2018 NCCL

Blackwelder: FPs, Go Out and Make the Case for Family Medicine

April 27, 2018 03:48 pm David Mitchell

Reid Blackwelder, M.D., knows medical education. For more than 25 years, the former AAFP president has been training family physicians through his work in one role or another, from professor to residency program director to his current position as chair of the Department of Family Medicine at Quillen College of Medicine at East Tennessee State University.

Former AAFP President Reid Blackwelder, M.D., left, speaks with Sukhjeet Kamboj, M.D., as Susan Osborne, D.O., listens. Blackwelder was the plenary speaker at the National Conference of Constituency Leaders April 26 in Kansas City, Mo.

Although family physician training covers a broad scope and FPs are qualified to offer comprehensive, continuous care, Blackwelder said a vital skill set is lacking from the curriculum in most programs: leadership and advocacy.

"This is a sad reality," Blackwelder said during the plenary April 26 at the 2018 AAFP National Conference of Constituency Leaders. "We don't prepare you for a key role in medical school education or residency education at all. You are seen as leaders and change agents, but you don't come out of residency naturally having this skill."

Blackwelder said family physicians all have things they would like to change about health care, but they may not appreciate their own ability to make a difference or know how to get started.

"You do need to disrupt things," he said. "The status quo is not great."

Story Highlights
  • Former AAFP President Reid Blackwelder, M.D., was the plenary speaker April 26 at the AAFP National Conference of Constituency Leaders.
  • Blackwelder said physicians aren't properly trained to be advocates, but the AAFP has resources to help.
  • He said family physicians can help payers, policymakers and legislators understand FPs' vital role in the health care system.

Blackwelder said a good starting point is to focus on one advocacy issue at a time.

"This is really hard for family docs," he said. "We all want to do everything at once. The moment you're doing more than one thing, you're doing two things not so well. You might do them better than other people, but you're not doing any one of those things as well as you could if you put all your focus on that one thing. You have to be intentional."

He also stressed that it was critical for physicians to stay informed about the issues affecting health care by taking steps such as following the Academy's advocacy efforts and subscribing to the daily Family Medicine SmartBrief newsletter.

Family physicians can support the specialty, he said, by helping payers, policymakers and legislators understand its scope and breadth.

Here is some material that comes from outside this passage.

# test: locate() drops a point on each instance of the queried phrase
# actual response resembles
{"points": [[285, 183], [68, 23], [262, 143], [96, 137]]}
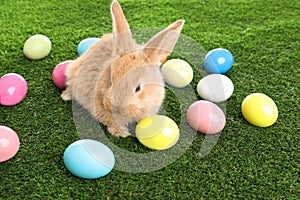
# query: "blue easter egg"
{"points": [[89, 159], [218, 61], [85, 44]]}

"Talk to payers about your practice and who we are as a specialty," he said. "People don't know who family physicians are. It's better than it used to be, but we have a way to go."

Blackwelder asked his audience how many of them have had a patient who was surprised that they do Pap smears. Many hands shot in the air.

"Maybe you even do OB," he continued. "How many of you who do OB have had a patient say, 'Who do you recommend as my child's pediatrician?' That's an easy one to answer."

Blackwelder urged family physicians to identify themselves as such, rather than as primary care providers.

"We are family physicians," he said. "Be a family physician. Be proud. If people say, 'Who are you?' you can't take five minutes or give a PowerPoint presentation. You have to say, 'Here's who we are.' Figure it out. What's your elevator speech? Why are we critical? What is it we do?"

Blackwelder said there is an abundance of data that shows having a regular source of comprehensive care and insurance coverage improves outcomes, but many decision-makers don't yet understand the difference that family medicine can make or the role the specialty plays. For example, Blackwelder said more patients with heart disease see a family doctor or internist than a cardiologist. Likewise, more patients with lung disease see a family doctor or internist than a pulmonologist. And more patients with orthopedic injury see a family doctor or pediatrician than an orthopedic specialist.

"We can be the answer," he said. "You need to be able to tell people what you can do for them and what they can get from you."

He said one problem is that many family physicians are not practicing the broad scope that their training allows.

"The moment we stop being who we say we are, we've got challenges," he said. "I know sometimes you're forced to do that. That's when others can do parts of your role. Nonpyhysician providers can't replace you unless you let them by doing less. Every team member is critical, but we're not interchangeable. I want you to be indispensable."

Too often, he said, family physicians don't understand their own value. For example, after Blackwelder became interim chair of Quillen's family medicine department in 2016, he did a review of the department's coding related to complexity of care. He found one group had left more than $300,000 on the table.

"It wasn't about extra work or documentation," he said. "It was about changing which box you circle. We have to value ourselves when we talk to people."

He said that at the state and national level, family physicians can build relationships with legislators and legislative staff and become their trusted advisors on health care matters. In-person visits are effective, he said, but emails and phone calls also are important, and using the AAFP's Speak Out tool can help members easily communicate with legislators on important issues. The Academy also has other tools and resources that can help members get involved with advocacy efforts, including a grassroots toolkit and the Family Medicine Action Network.